Large Language Models as Molecular Design Engines

Debjyoti Bhattacharya,Wesley Reinhart,Harrison Cassady,Michael Hickner
DOI: https://doi.org/10.26434/chemrxiv-2024-n0l8q-v2
2024-05-21
Abstract:The design of small molecules is crucial for technological applications ranging from drug discovery to energy storage. Due to the vast design space available to modern synthetic chemistry, the community has increasingly sought to use data-driven and machine learning approaches to navigate this space. Although generative machine learning methods have recently shown potential for computational molecular design, their use is hindered by complex training procedures, and they often fail to generate valid and unique molecules. In this context, pre-trained Large Language Models (LLMs) have emerged as potential tools for molecular design, as they appear to be capable of creating and modifying molecules based on simple instructions provided through natural language prompts. In this work, we show that the Claude 3 Opus LLM can read, write, and modify molecules according to prompts, with an impressive 97% valid and unique molecules. By quantifying these modifications in a low-dimensional latent space, we systematically evaluate the model’s behavior under different prompting conditions. Notably, the model is able to perform guided molecular generation when asked to manipulate the electronic structure of molecules using simple, natural-language prompts. Our findings highlight the potential of LLMs as powerful and versatile molecular design engines.
Chemistry
What problem does this paper attempt to address?

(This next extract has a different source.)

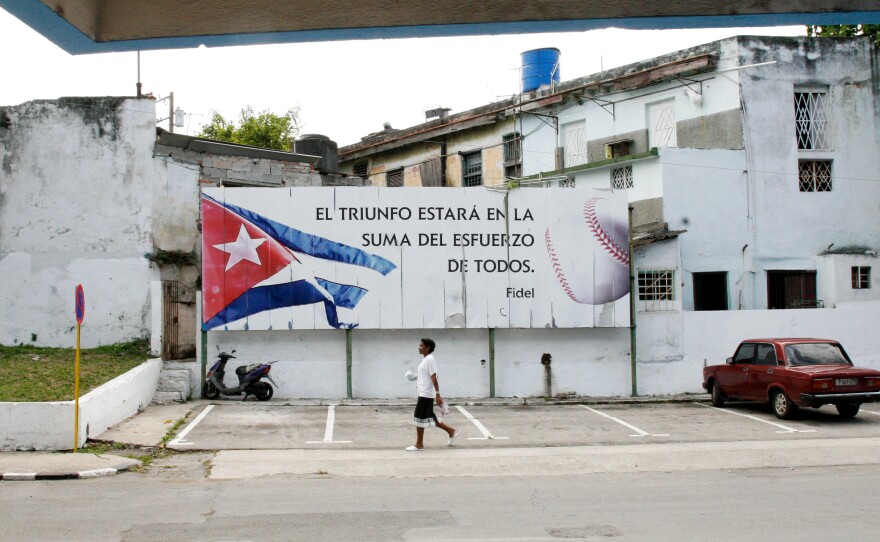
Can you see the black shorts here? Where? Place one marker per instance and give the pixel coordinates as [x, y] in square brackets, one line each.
[424, 415]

This paper discusses how to use large-scale language models (LLMs) for molecular design. In the study, the authors found that pre-trained LLMs, such as Claude 3 Opus, can read, write, and modify molecules based on natural language instructions, generating 97% valid and unique molecules. By quantifying these modifications in a low-dimensional latent space, they systematically evaluated the behavior of the model under different prompting conditions and demonstrated how the model can guide molecular generation based on simple natural language instructions to alter the electronic structure of molecules. The paper also mentions that while traditional machine learning models may encounter issues of invalid or irrelevant structures in molecular design, LLMs can avoid some of these challenges due to their adaptability and generalization ability. The research results emphasize the potential of LLMs as powerful and diverse molecular design tools.